Legendary early poet from Lycia

Olen (Ὠλήν) was a legendary early poet from Lycia who went to Delos, where his hymns celebrating the first handmaidens of Apollo in the island of the god's birth and other "ancient hymns" were still part of the cult at Delos in the time of Herodotus:

Arge and Opis came at the same time as the gods of Delos and are honoured by the Delians in a different way. For the Delian women make collections in these maidens' names, and invoke them in the hymn which Olen, a Lycian, composed for them; and the rest of the islanders, and even the Ionians, have been taught by the Delians to do the like. This Olen, who came from Lycia, made the other old hymns also which are sung in Delos.
— Herodotus, iv.35.1

The hieratic poetry of Olen is now entirely lost. Pausanias wrote, "The Lycian Olen, an earlier poet, who composed for the Delians, among other hymns, one to Eileithyia, styles her 'the clever spinner', clearly identifying her with fate, and makes her older than Cronos." (Description of Greece 8.21.3). Apparently Olen's hymn reflected the pre-Hellenic role of Eileithyia, whom Olympian mythographers like Hesiod recast as a daughter of Zeus and Hera.

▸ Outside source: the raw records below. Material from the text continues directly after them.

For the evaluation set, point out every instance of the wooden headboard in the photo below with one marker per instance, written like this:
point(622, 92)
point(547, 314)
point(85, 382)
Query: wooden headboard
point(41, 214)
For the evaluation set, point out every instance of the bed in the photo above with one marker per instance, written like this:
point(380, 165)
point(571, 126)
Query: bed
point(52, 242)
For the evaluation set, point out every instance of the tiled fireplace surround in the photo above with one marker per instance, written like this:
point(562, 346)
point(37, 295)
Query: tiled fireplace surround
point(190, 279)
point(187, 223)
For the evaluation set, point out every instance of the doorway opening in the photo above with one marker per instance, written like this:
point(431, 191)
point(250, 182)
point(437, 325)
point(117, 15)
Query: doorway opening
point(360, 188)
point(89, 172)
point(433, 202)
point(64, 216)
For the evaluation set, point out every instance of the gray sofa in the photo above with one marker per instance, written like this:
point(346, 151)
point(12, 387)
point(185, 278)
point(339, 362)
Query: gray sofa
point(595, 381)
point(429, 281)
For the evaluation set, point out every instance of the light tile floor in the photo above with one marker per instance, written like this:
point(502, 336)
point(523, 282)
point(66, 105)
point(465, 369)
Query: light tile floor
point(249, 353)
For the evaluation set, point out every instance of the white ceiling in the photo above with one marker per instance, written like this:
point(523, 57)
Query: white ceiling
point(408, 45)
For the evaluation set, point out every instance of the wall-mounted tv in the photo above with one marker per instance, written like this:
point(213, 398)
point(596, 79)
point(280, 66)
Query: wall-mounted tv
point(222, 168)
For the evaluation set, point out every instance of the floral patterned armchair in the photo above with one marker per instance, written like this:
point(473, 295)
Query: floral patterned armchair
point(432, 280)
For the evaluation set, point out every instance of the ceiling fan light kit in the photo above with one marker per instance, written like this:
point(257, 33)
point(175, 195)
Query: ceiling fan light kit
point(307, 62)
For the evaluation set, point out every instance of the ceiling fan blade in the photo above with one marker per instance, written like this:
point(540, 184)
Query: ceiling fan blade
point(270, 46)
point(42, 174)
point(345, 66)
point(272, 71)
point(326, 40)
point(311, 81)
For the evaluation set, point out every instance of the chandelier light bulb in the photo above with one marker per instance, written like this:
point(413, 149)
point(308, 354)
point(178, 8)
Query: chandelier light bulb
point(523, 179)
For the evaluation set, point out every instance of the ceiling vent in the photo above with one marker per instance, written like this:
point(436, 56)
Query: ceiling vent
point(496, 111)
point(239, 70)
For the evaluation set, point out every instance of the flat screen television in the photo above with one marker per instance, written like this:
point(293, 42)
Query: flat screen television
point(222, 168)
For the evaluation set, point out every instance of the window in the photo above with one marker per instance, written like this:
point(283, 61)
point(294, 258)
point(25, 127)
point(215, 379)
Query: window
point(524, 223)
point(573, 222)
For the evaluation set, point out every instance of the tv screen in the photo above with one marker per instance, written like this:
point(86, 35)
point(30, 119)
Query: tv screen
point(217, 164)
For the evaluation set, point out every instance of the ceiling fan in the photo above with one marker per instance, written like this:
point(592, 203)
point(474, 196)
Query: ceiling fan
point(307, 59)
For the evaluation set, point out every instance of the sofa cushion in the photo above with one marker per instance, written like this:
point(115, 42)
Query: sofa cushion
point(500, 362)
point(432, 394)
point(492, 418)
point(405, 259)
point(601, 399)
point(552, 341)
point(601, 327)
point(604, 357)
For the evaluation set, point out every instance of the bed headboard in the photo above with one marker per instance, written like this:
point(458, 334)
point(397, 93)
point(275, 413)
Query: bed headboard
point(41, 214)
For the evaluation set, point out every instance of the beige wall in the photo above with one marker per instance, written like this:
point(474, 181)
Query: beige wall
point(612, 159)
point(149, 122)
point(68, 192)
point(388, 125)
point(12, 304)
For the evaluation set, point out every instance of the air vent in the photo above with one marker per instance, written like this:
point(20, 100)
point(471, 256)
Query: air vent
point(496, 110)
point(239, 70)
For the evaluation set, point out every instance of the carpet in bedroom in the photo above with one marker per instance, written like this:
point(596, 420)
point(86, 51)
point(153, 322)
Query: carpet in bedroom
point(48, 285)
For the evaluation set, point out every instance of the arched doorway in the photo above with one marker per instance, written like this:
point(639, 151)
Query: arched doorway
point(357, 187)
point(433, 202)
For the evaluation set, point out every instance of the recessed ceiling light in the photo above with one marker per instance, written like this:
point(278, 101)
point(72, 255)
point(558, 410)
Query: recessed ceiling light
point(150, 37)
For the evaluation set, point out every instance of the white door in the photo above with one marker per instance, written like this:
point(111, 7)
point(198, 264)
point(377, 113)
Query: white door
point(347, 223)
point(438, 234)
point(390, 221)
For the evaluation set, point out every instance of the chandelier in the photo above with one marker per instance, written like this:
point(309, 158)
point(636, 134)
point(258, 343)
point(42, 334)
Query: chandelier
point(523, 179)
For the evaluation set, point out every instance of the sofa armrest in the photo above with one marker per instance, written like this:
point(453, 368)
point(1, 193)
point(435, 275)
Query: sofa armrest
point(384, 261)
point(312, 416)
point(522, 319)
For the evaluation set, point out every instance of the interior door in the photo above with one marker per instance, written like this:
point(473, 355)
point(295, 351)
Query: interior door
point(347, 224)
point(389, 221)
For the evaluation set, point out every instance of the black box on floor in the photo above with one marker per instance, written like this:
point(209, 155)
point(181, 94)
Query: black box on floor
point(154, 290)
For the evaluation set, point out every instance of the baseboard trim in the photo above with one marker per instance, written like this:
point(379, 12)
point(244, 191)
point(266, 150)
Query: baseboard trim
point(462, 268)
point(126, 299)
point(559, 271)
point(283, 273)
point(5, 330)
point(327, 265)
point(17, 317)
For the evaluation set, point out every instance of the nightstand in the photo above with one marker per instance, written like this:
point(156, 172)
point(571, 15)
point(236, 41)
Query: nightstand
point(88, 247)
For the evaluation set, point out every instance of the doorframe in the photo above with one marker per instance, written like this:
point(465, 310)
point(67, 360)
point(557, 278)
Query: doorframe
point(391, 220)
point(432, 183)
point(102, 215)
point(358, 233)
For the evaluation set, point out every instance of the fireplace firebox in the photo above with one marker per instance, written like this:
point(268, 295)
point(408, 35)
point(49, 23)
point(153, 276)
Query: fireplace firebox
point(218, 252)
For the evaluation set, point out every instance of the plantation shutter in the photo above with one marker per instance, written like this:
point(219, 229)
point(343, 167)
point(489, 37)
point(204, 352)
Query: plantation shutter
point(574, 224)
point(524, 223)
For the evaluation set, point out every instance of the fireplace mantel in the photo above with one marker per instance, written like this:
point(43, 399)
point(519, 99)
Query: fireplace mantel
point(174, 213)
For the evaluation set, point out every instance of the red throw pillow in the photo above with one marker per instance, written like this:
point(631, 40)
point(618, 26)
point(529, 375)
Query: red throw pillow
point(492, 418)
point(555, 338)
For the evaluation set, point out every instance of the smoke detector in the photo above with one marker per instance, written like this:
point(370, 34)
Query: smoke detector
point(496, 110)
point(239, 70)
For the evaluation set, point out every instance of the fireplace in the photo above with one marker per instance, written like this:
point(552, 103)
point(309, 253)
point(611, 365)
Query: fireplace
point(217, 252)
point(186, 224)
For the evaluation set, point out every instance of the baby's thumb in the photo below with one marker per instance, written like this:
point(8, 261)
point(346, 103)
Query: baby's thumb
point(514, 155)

The Delphian Pythia Boeo attributed to him the introduction of the cult of Apollo and the invention of the epic meter. Many hymns, nomes (simple songs to accompany the circular dance of the chorus), and oracles, attributed to Olen, were preserved in Delos, revered as Apollo's birthplace. "The legend which was especially attributed to him was that of Apollo's sojourn among the Hyperboreans."